Larosière and Lampion arrive on the scene, throwing Miss Bulstrode (the headmistress), the teachers, and the students into a tizzy. Men in the building! Quelle horreur! The only male allowed in Meadowbank is Victor the skeleton. The presence of a woman’s body out in the woods is minor compared to the presence of male gendarmes in the hallways.

Larosière assigns the dead woman’s case to Lampion. The question quickly becomes “who is she?” She’s nude so there’s no identification. The coroner (a very creepy guy) says she was knifed. He also says that her face was smashed in after her death, not before. It takes time for Lampion to work out why, but Larosière is very patient. He also cracks jokes, discomfiting Lampion.

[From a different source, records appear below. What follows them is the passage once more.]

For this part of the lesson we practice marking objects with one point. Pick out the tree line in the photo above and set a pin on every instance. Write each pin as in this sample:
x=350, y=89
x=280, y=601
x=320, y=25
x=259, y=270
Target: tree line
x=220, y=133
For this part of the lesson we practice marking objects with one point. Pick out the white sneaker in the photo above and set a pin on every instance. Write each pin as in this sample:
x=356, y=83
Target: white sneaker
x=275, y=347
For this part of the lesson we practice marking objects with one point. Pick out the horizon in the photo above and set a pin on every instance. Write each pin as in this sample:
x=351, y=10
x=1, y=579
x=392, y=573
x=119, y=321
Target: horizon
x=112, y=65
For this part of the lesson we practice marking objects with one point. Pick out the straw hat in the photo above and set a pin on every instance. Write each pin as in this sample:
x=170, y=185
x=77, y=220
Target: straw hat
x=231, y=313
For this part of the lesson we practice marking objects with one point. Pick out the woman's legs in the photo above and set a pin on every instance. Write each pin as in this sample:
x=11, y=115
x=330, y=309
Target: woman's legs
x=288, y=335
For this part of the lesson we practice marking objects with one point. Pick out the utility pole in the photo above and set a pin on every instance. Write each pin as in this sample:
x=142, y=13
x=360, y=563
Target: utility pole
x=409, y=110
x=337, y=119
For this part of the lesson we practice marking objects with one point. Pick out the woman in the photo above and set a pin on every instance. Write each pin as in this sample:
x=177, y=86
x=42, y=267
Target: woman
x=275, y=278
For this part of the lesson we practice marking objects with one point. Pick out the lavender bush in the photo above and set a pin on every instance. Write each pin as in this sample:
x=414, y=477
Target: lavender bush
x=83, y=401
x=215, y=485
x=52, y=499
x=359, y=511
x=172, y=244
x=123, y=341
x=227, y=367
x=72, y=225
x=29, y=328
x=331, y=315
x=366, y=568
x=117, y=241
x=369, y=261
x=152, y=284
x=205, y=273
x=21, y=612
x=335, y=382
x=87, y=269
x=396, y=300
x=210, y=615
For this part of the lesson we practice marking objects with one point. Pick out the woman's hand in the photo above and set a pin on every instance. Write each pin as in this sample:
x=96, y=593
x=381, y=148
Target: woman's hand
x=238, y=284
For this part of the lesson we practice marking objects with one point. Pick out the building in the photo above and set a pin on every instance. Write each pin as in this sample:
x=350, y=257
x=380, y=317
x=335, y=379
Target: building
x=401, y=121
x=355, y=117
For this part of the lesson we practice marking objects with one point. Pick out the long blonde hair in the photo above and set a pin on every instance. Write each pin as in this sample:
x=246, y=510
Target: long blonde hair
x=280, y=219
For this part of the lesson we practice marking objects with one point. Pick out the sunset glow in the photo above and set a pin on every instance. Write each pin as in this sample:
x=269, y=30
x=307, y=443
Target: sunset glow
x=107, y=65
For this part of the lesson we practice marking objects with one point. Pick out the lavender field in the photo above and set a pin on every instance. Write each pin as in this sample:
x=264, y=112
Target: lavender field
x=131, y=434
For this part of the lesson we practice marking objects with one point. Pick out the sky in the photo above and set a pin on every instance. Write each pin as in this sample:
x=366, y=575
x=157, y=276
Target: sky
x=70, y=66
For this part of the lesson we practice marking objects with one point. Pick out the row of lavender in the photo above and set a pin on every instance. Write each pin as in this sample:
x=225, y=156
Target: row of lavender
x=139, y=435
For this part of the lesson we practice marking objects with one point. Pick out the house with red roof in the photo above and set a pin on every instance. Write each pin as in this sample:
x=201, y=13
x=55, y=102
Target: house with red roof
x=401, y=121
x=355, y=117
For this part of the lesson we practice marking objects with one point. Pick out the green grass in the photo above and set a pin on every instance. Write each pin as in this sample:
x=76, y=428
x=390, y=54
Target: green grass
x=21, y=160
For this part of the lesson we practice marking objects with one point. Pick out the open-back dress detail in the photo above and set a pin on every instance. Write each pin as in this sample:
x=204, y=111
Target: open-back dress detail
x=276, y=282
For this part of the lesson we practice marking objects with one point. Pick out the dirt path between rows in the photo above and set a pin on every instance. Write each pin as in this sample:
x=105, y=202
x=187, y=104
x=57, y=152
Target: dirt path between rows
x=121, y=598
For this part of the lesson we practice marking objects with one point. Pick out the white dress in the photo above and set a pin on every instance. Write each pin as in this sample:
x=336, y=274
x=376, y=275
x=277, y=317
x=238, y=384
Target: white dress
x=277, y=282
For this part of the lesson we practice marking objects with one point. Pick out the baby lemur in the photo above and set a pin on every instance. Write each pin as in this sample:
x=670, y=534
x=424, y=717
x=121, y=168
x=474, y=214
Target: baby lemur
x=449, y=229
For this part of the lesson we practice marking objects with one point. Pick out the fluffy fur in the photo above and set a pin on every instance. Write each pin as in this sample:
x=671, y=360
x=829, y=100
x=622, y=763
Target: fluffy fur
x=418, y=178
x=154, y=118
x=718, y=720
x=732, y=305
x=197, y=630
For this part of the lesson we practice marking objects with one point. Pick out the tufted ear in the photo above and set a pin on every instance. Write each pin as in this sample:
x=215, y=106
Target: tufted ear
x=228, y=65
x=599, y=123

This was a great moment and proof that season one of The Little Murders of Agatha Christie is far superior to season two. Lampion is having a tough time with Larosière’s gallows humor, but as Larosière tells him, they have a hard, often horrible job. If grim humor helps them get through it, then it served their higher purpose which is to get justice for that woman and her family. The coroner tells Lampion that her body speaks to them, trying to tell them who she is and what happened. Lampion mans up and takes pictures of a port wine stain. It’s large, but it’s also at the woman’s waist so only a close family member will recognize it. He gets the local newspapers to print the pictures and, eventually, the letters come flooding in.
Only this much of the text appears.